When Fight Club the movie hit theaters in 1999, I was 24, in the military and stationed in South Korea for a year. While Tyler Durden went on about how we had no great war to fight or enemy to worry about, I was living scared day to day worried that North Koreans were going to do chemical weapons to me and run me over with Chinese tanks. Much of the initial premise of the movie didn't apply to me personally but I could still appreciate the viewpoint. Heck, I think even in this post September 11th world much of the book is still probably very relevant to countless men locked in self-loathing induced existential crisises.

I was in Pittsburg, Pennsylvania all last week, tagging along on my wife's business trip. During my vacation there I had a few what I call 'Fight Club moments'. I consider a Fight Club moment a point in time where I do a personaly reality check and ask myself-okay now, are you really truly REALLY REALLY happy?

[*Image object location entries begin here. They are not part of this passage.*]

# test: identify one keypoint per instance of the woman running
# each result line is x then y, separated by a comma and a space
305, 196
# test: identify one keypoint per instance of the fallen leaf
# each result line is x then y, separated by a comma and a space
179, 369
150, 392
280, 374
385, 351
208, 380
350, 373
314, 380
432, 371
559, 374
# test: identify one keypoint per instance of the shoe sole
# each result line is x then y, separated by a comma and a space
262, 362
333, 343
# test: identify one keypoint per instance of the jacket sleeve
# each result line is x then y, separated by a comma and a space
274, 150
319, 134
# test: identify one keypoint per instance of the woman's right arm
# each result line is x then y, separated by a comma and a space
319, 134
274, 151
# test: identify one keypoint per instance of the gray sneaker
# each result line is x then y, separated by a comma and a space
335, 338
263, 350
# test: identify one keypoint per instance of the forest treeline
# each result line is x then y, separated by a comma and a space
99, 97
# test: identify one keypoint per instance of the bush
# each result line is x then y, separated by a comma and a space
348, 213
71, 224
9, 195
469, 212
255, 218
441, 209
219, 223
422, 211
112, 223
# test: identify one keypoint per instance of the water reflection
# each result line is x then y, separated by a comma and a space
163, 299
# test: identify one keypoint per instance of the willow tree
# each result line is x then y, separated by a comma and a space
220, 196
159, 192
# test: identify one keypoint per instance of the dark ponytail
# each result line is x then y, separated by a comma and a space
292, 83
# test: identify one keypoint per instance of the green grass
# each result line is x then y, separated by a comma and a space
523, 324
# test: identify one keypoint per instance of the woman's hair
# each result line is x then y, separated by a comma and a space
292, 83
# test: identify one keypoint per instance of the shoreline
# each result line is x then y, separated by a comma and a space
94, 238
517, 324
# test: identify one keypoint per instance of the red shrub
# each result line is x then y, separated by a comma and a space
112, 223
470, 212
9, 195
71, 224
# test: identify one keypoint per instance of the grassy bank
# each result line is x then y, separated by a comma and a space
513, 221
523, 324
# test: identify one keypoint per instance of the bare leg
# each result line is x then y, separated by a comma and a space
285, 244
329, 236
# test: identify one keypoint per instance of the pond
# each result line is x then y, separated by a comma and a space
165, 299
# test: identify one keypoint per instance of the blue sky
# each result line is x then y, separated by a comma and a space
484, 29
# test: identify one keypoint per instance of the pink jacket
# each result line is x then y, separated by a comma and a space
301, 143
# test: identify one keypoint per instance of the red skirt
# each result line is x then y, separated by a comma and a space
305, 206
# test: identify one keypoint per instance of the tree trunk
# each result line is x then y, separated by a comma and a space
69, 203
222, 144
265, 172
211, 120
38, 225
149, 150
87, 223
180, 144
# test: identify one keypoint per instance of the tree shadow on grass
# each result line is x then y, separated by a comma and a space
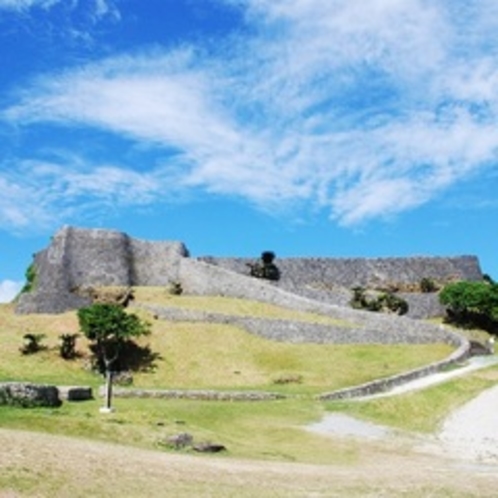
131, 358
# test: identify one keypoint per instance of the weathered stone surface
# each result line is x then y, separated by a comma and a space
209, 447
75, 393
179, 441
79, 258
28, 395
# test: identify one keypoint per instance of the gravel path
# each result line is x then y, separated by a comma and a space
470, 433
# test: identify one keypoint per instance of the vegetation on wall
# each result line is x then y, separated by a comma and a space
386, 302
472, 304
30, 275
265, 268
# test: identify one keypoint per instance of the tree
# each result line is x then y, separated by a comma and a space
266, 268
472, 304
109, 328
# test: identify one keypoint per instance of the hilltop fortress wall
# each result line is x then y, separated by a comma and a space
79, 258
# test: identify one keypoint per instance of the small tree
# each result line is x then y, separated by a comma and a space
109, 328
472, 304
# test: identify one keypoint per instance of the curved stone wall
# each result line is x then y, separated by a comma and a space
79, 258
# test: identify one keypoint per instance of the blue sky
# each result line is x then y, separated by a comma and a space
307, 127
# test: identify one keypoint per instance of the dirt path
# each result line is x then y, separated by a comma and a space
45, 465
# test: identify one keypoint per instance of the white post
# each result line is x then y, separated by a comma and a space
107, 408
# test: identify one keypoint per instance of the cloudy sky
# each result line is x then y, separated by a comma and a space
306, 127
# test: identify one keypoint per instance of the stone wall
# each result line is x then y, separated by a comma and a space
78, 258
28, 395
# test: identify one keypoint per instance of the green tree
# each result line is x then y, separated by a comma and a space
472, 304
109, 328
266, 268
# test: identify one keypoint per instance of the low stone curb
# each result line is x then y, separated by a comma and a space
27, 395
75, 393
388, 383
198, 395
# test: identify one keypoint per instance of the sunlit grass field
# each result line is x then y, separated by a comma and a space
222, 356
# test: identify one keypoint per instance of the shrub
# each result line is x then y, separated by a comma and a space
32, 344
30, 275
386, 302
67, 348
265, 268
471, 304
428, 285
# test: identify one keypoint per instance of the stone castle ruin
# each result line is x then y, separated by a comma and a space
80, 258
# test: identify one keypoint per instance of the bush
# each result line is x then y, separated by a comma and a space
32, 344
265, 268
30, 275
67, 348
428, 285
385, 302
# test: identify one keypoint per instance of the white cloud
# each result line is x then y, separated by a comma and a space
9, 290
367, 109
20, 5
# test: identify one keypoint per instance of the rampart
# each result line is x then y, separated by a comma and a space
79, 258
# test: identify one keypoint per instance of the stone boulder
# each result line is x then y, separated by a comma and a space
29, 395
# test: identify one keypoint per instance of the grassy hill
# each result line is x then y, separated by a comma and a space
221, 356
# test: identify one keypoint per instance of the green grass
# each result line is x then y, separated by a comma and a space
420, 411
211, 356
221, 356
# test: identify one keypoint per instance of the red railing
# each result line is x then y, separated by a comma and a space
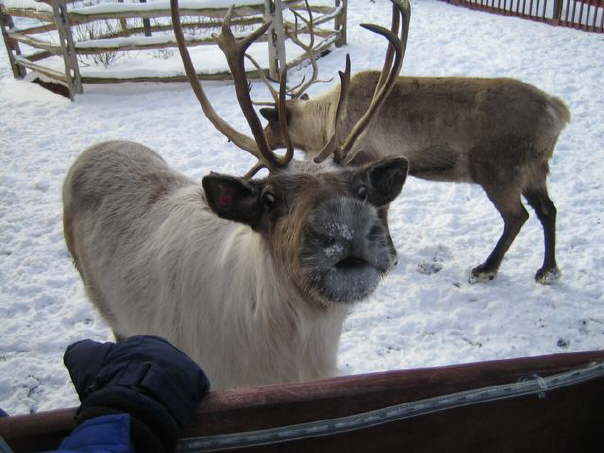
587, 15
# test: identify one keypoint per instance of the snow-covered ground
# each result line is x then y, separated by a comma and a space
414, 319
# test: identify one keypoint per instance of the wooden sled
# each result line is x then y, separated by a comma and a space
544, 404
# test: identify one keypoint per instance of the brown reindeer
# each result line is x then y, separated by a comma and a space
498, 133
252, 278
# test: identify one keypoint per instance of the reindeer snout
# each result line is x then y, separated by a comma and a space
348, 234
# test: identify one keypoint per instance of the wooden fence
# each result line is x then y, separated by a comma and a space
585, 15
56, 17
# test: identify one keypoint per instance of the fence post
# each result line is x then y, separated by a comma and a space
124, 23
146, 23
340, 23
557, 13
72, 70
273, 11
6, 23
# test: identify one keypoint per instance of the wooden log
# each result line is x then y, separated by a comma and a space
241, 22
12, 46
319, 51
44, 16
37, 43
217, 76
156, 9
146, 22
124, 24
56, 75
72, 70
36, 29
98, 46
37, 56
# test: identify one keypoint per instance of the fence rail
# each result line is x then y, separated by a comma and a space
62, 17
587, 15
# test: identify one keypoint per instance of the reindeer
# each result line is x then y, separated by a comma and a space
252, 277
497, 133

Is this point where you are in life-what you are doing now-what you actually want? These moments of introspection usually happen when a) what I am doing is not exactly what I think other people would consider cool or fun and b) at 30,000 feet when my plane is experiencing moderate turbulence causing it to nosedive like lawn darts.

We checked into a nice hotel downtown and my wife had a conference to attend from 8-5 everyday. Consequently I found myself alone in downtown Pittsburgh with a totally blank schedule for about nine hours every day for a week. I was a little torn between doing fantastically touristy things or things I wanted to really do, which most everybody would consider a waste of a vacation. When I was alone in the hotel each morning I had my Tyler Durden moments. I asked myself, "Okay now are you going to spend the day at the Andy Warhol museum or are you going to blow the day at that comic book store down the street? Would I be checking out the National Aviary or would I go to the library and look for old toy robot ads from the late seventies and early eighties? Those touristy things were undeniably fantastic opportunities. It was a gut wrenching choice. Or maybe it wasn't and I'm still hanging on to the pretense that some part of me thinks art and birds are supposed to be more interesting than robot comics and newspaper ads from 1979.

We got back Friday night and thanks to Pittsburgh I was pretty caught up with my comics and best of all I found over a hundred great newspaper ads. It was a fun time even if I didn't do the traditionally touristy things that would make a visit to Pittsburgh worthwhile in the eyes of the neuro-typicals. As we settled back into our weekend routines I found myself playing five hours of Gamecube Twilight Princess, which I now realize I find very boring. Is it just me or is turning into a video game dog not as exciting as everybody thinks? I need the internet to remind me if I'm supposed to like this dog simulator game because I'm thinking it sucks. If there was any famous guy I'd want to fight right now, it'd definitely be Miyamoto. I wonder if I'd see a little hearts meter above his head depleting ever so slightly as I punch him.